According to the event’s program notes, classic examples of solar calendars are Stonehenge in England, the El Castillo Pyramid in Mexico and the Bighorn Medicine Wheel in Wyoming. 

The solar calendar will be built on the Horizon Mound, one of the many rolling hillocks in the park. “This is a fabulous location,” said Santiago Casal, director of the calendar project. “It will be a field classroom where people can learn about the seasons. How the sun, earth and moon work to create our climate.” 

Chávez’s nephew, Frederico Chávez, a Berkeley resident, said the event would have made his uncle very proud. He said the annual holiday will assure Chávez’s life-long struggle for fairness and humane treatment for migrant farm workers would always be remembered. “The effort of the state to honor his legacy shows they understand the essence of his message,” he said. 

Students were separated into four groups, which represented the four compass points and a concept. The East is non-violence, the West is perseverance, the North is courage and the South is hope. 

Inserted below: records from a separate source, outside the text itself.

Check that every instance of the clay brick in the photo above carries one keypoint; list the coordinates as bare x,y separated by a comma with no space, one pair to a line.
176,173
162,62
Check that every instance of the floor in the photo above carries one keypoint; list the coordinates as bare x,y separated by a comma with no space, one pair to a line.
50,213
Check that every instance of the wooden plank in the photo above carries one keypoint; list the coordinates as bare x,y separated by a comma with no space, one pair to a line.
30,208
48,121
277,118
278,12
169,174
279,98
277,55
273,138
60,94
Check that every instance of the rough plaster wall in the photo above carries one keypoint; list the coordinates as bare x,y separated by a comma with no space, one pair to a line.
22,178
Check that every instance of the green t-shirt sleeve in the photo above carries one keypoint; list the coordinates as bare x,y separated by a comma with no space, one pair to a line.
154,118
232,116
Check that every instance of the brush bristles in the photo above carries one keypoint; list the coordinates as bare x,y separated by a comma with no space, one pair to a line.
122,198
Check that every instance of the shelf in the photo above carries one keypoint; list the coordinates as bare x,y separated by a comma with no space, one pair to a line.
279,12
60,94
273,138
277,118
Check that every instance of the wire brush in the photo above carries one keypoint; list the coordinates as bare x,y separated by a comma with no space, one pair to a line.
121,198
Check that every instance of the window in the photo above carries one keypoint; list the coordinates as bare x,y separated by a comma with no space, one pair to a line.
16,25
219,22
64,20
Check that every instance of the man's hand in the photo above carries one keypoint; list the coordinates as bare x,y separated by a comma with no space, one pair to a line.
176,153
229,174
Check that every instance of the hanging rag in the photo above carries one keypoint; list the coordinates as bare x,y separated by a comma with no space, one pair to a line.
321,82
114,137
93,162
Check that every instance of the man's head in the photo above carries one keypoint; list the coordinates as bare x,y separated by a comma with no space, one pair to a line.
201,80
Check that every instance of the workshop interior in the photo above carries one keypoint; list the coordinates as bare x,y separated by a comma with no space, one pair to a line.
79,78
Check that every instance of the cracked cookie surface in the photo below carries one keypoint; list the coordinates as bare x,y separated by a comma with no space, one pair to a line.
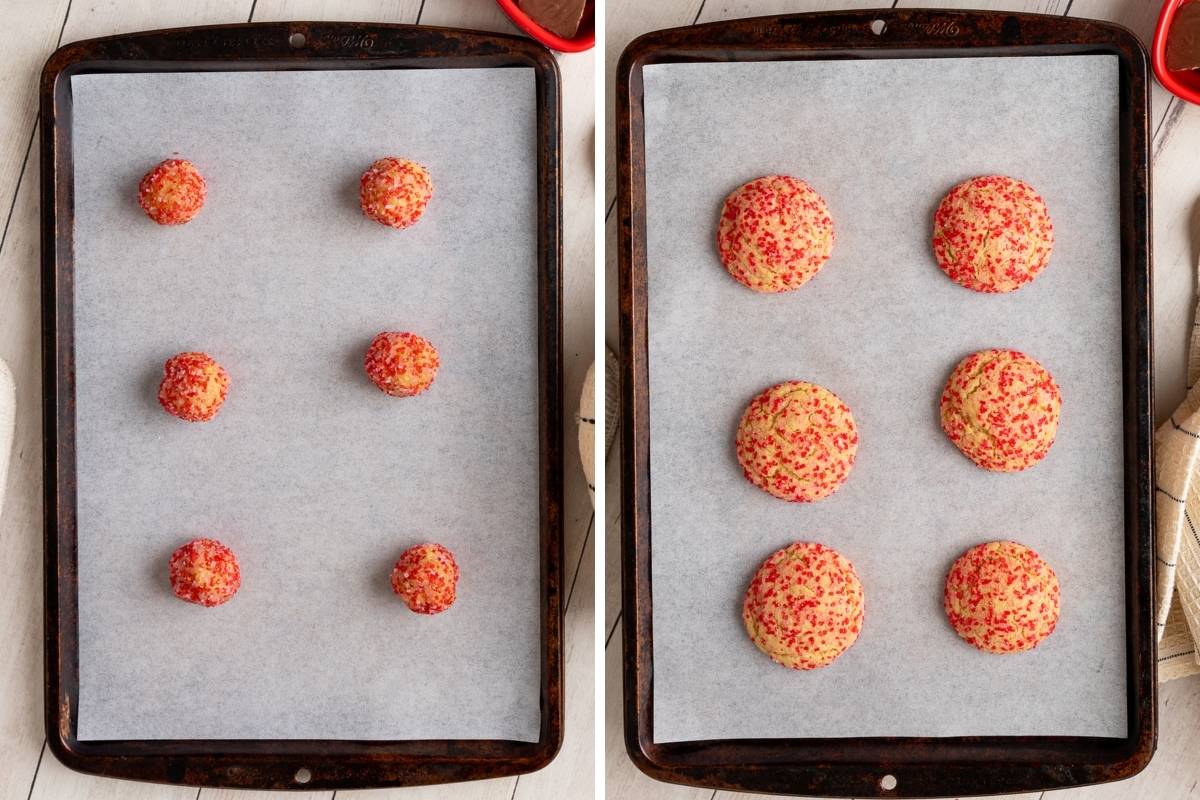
804,606
1002,597
797,441
993,234
775,233
1001,409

Several students from Thousand Oaks read poems they had written for Chávez. Afterwards, they formed a single file line and marched across the park, labor flags overhead, to tour the future site of the solar calendar and then returned to their four groups to read tributes to Chávez. Then the students were led in eight rounds of the chant “Que viva César,” for each year since the labor leader’s death. 

Mayor Shirley Dean addressed the crowd calling the event historic and reminding the students of the importance of the work Chávez did. Councilmember Dona Spring and several city department heads attended the event as well, including City Manager Weldon Rucker, Parks and Waterfront Director Lisa Caronna and Health Human Services Director Fred Merdrano. 

Dressed in traditional Aztec vestments, the Cuauhtli Mitotiani Mexica dancers, Berkeley students ranging in age from 5 -17, performed an Aztec fuego (fire) dance. The dance group’s program director, Adrianna Betti, said the dance is purification ritual. 

As the event came to an end, Rosa Parks third-grader Mayahuel Montoya was laughing with her classmates as they walked toward the parking lot. “I think it’s really great for it to be here in such a natural place,” she said. “It was really good.”